Claude Code Gets a Browser UI with Real-Time Tool Approval
Moving Claude Code into a browser with controllable approval hooks turns a developer-only CLI agent into a tool that product managers, operations staff, or any non-engineer can use for workflow automation. The frame-based protocol also makes it straightforward to build custom agent orchestration on top of Claude Code without fighting terminal output parsing.
Claude Code normally lives in a terminal, which locks out non-developers and makes it hard to intercept or repackage its output. A new open-source project bridges the CLI agent to a browser UI by running a Node.js backend that spawns Claude Code via the official claude-agent-sdk and pipes normalized frames over WebSocket to a thin frontend.
The architecture splits responsibilities cleanly: the Node server drives the agent, handles session persistence, and pushes tool-approval requests to the browser as asynchronous promises. The browser renders streaming text deltas, tool-use cards, and permission bars, then sends decisions back. A custom eight-frame protocol decouples the frontend from the SDK's internal event types, so SDK upgrades or MCP changes never touch the UI layer.
A critical implementation detail is that the SDK's Zod runtime schema is stricter than its TypeScript declarations. The `canUseTool` callback must return `updatedInput` on allow, not just a behavior string, or the agent crashes. The project also defaults to the MiniMax-M3 model and records per-turn token usage and cost.
Anthropic's agent SDK is designed to be embedded, not just invoked. The async `canUseTool` callback turns every dangerous operation into a promise that an external system can resolve, which is the architectural enabler for any human-in-the-loop agent workflow.
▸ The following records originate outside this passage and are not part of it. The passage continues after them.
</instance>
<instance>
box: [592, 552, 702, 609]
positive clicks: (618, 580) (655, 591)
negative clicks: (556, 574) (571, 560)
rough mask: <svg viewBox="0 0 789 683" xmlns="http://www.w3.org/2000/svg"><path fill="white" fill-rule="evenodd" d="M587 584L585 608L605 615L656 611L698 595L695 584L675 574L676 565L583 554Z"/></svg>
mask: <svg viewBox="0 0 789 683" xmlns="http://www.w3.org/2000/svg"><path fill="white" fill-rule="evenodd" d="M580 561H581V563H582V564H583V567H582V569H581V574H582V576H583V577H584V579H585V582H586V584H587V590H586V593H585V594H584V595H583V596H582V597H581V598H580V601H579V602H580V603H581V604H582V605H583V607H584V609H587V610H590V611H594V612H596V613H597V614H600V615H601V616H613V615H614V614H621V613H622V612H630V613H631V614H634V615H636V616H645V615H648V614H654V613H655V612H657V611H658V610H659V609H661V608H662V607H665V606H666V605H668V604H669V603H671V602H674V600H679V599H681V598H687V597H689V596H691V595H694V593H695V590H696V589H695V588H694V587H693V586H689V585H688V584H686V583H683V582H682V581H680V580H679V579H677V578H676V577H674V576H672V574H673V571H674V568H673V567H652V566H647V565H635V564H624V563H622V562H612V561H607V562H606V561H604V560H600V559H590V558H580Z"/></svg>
The strictness mismatch between the SDK's Zod runtime and its TypeScript declarations is a recurring source of silent failures. Developers relying solely on IDE autocompletion will ship code that passes type checks but throws at runtime when a tool approval returns the wrong shape.
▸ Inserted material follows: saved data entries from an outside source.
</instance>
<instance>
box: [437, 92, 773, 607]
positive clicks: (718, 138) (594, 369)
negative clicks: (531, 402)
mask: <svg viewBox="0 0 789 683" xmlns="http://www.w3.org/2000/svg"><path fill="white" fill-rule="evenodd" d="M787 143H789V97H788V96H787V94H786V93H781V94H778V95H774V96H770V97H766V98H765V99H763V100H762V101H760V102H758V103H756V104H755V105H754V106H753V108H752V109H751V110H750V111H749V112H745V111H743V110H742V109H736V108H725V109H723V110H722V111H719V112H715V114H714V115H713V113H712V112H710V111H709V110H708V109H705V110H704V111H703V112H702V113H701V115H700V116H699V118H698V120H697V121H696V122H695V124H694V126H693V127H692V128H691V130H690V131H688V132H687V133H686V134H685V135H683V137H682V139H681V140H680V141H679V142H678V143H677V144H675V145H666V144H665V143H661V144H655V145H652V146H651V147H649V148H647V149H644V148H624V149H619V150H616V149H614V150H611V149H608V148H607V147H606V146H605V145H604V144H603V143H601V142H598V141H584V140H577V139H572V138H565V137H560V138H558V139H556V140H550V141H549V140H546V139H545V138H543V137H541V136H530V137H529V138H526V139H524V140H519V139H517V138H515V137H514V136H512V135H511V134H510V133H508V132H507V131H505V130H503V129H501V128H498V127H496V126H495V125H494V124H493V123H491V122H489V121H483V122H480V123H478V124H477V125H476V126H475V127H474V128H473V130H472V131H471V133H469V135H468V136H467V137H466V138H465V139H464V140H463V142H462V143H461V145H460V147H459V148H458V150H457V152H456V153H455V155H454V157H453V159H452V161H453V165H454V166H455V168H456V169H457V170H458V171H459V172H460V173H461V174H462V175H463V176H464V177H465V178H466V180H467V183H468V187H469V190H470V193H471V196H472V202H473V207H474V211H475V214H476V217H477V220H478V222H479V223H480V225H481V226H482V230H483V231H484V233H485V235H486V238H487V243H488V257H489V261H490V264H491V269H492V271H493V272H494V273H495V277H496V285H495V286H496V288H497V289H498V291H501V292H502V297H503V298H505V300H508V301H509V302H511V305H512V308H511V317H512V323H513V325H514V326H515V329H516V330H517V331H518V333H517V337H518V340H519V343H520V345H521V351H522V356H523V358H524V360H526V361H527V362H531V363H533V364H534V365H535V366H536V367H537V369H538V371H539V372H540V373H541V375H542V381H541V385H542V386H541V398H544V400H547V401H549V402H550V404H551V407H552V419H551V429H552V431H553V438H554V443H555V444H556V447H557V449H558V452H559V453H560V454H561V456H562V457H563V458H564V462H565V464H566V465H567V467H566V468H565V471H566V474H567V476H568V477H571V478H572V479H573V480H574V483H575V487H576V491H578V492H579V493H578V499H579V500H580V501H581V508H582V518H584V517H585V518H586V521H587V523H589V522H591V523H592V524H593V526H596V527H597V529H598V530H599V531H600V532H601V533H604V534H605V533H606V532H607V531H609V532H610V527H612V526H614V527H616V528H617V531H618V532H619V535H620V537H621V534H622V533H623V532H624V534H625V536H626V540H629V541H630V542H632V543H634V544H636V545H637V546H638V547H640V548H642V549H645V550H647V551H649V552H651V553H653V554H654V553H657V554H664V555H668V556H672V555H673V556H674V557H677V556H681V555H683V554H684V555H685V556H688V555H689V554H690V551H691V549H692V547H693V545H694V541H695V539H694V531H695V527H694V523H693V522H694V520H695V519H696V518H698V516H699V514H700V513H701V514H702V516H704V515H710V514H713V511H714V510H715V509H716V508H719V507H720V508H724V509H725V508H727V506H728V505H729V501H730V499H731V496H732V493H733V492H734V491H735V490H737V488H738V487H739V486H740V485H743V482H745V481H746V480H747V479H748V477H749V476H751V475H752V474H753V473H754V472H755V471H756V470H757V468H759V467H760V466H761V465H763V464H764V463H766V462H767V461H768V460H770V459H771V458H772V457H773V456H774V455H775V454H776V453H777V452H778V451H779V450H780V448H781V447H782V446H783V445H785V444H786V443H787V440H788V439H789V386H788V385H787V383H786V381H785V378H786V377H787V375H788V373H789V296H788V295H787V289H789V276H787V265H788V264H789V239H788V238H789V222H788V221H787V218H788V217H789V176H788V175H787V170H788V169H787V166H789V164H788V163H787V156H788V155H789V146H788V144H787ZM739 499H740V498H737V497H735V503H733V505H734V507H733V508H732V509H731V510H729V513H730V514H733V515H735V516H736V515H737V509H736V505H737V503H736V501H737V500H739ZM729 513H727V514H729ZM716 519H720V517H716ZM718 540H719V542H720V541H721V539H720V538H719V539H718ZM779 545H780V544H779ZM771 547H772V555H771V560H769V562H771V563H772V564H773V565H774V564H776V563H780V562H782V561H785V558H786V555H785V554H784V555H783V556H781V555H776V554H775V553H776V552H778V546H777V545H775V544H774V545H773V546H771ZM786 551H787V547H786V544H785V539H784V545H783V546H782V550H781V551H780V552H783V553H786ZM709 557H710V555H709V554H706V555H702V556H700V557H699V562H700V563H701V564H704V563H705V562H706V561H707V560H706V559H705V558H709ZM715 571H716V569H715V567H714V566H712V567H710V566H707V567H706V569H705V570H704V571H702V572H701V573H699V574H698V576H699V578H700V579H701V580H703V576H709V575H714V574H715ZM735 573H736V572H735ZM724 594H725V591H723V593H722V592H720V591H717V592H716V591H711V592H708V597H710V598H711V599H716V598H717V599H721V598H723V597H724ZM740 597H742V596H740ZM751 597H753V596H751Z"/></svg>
Separating the agent runtime (Node) from the UI (browser) with a minimal frame protocol is a pattern that generalizes beyond Claude Code. Any CLI agent with a streaming API can be given a web frontend this way, and the protocol's simplicity means adding new frame types costs only a new `case` branch.
Non-developer access to coding agents is less about dumbing down the interface and more about relocating the complexity. Skills, MCP servers, and model selection stay on the backend; the browser only sees text, tool cards, and yes/no decisions.
The five-minute permission timeout is not a nice-to-have. Without it, a single unresponsive browser tab leaks a promise that keeps the entire Node process from garbage-collecting the session, eventually exhausting memory under load.